Students collaborate to develop tool kit for ocean plastics education

The earth’s oceans have a lot of plastic in them, and this comes as a surprise to few people.

Recent pushes to reduce single-use plastics – discontinuing plastic straws, banning plastic grocery bags, using reusable water bottles – are designed to help alleviate this problem. But what happens when plastic does end up in the ocean?

Two Colorado State University students have developed an educational tool to help K-12 students around the world understand the answer to this question. Andrew Allsup (Natural Sciences, ’19), and Zoë Tauxe (Psychology, ’19), designed a Plankton to Plastic Pollution kit to teach kids about how plastic impacts oceans and their ecosystems.

Sparking curiosity

The kit, which started as an online resource for teachers, quickly evolved into an entire kit – one of many STEM education kits developed by the Education and Outreach Center. It covers an array of topics from bioaccumulation to currents and circulation.

The kit comes with tools for various experiments and activities as well as a guidebook that can be adapted for any level of learning. The goal is to spark questions that can be answered through activities and research as well as teach children about the steps they can take to reduce the amount of plastic in the ocean.

“What makes this kit important is that it’s so applicable,” Tauxe said. “We always hear about not using plastics, but we don’t know why or how. This provides a tool for kids to start hearing and learning about what happens to plastic when it does reach the ocean.”

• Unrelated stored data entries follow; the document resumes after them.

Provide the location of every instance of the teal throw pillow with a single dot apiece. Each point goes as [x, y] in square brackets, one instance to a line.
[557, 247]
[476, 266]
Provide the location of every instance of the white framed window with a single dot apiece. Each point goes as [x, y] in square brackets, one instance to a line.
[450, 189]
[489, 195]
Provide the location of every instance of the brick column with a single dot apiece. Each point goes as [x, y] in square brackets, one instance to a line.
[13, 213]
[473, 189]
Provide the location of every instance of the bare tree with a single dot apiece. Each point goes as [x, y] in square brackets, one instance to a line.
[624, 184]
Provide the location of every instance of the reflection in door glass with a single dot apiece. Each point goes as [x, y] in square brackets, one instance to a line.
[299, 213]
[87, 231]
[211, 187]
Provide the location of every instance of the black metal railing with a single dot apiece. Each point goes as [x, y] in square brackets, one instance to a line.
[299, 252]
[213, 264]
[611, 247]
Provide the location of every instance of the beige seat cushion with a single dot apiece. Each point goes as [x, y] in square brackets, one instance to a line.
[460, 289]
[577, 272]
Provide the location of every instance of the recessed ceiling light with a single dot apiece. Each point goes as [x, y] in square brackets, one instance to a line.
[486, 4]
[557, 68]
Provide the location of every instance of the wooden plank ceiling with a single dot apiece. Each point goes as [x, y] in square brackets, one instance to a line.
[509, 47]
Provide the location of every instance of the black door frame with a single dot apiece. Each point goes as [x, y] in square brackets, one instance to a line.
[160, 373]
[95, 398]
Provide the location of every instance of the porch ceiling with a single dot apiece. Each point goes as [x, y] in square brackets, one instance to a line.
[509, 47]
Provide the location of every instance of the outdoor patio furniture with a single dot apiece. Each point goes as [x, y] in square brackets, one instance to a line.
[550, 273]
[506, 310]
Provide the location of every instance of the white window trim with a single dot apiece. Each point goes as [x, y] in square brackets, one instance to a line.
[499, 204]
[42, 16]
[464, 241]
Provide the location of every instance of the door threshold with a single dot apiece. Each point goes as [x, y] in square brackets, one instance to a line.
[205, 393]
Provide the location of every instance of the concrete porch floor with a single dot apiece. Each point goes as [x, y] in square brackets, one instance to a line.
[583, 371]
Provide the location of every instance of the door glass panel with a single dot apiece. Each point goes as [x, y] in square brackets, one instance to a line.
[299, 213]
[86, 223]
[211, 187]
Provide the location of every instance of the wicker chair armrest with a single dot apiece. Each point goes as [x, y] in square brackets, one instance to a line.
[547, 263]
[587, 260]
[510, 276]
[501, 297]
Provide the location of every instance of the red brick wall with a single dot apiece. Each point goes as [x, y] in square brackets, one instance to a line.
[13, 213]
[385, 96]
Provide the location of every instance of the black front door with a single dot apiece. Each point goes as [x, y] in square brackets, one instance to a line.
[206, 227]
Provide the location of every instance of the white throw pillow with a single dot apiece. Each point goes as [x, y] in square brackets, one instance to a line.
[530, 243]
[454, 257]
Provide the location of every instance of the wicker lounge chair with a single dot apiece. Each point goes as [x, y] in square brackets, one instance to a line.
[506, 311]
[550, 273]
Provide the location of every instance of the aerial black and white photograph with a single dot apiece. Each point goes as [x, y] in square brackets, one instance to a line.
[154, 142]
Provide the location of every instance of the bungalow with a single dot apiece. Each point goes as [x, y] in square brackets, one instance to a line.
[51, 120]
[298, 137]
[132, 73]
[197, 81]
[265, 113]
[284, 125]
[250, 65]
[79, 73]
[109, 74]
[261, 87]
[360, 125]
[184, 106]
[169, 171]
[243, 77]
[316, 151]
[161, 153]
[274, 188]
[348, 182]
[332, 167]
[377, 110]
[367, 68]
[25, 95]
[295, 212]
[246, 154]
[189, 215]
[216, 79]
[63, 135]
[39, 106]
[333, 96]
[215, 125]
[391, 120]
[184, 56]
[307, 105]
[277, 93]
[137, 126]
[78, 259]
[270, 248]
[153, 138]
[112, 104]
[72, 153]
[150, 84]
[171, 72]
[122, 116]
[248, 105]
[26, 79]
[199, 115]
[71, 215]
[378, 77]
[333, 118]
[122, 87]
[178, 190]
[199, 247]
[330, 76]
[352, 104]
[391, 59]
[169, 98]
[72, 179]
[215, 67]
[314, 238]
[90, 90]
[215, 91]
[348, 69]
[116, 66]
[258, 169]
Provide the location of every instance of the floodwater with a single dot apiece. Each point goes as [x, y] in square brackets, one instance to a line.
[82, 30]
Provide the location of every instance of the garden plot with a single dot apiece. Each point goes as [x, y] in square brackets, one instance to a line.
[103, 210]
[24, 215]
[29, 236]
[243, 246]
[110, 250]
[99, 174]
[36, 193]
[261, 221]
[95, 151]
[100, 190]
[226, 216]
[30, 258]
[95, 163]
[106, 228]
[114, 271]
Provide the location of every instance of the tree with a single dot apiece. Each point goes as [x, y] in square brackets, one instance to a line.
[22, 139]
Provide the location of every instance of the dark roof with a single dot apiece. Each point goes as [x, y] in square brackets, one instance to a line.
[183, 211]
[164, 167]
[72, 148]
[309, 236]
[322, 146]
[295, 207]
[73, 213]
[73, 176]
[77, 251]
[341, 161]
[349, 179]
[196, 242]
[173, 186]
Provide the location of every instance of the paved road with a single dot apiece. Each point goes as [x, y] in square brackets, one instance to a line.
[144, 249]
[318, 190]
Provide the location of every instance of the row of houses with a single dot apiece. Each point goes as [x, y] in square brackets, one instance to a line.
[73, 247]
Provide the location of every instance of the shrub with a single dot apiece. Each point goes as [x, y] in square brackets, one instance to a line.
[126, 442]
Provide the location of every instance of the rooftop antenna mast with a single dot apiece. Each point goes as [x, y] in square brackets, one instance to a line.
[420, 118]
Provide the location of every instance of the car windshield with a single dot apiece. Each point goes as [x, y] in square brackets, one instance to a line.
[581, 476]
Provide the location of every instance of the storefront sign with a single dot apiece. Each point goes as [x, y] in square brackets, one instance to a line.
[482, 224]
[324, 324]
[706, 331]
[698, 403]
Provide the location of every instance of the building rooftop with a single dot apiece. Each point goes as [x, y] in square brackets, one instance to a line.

Global learning for a global issue

With ocean plastics having such wide-reaching effects around the world, Allsup and Tauxe saw an opportunity to collaborate with Semester at Sea to send the kit around the world.

“It can really reach so many people,” Allsup said. “It’s relevant, adaptable, and can be applied to global environmental systems.”

“The kits have an excellent Spanish guide to the activities to accompany the English guide,” said Christy Fitzpatrick, an extension agent in Chaffee County, Colorado. “Our Spanish teacher at the Todos Santos Center did the translation so it matches actual Spanish instead of the word for word translations we sometimes run into.”

The kits have also been used at the CSU Todos Santos Center, where field classes are taking it into communities that are directly impacted by ocean plastics.

“The plastics kit was greatly appreciated by the students and teachers from the local schools in Todos Santos,” said Aines Castro Prieto, director of the CSU Center in Todos Santos. “We enjoyed very much facilitating the workshop. We are looking forward to extending the Oceans and Plastics workshop to other schools/students in the community.”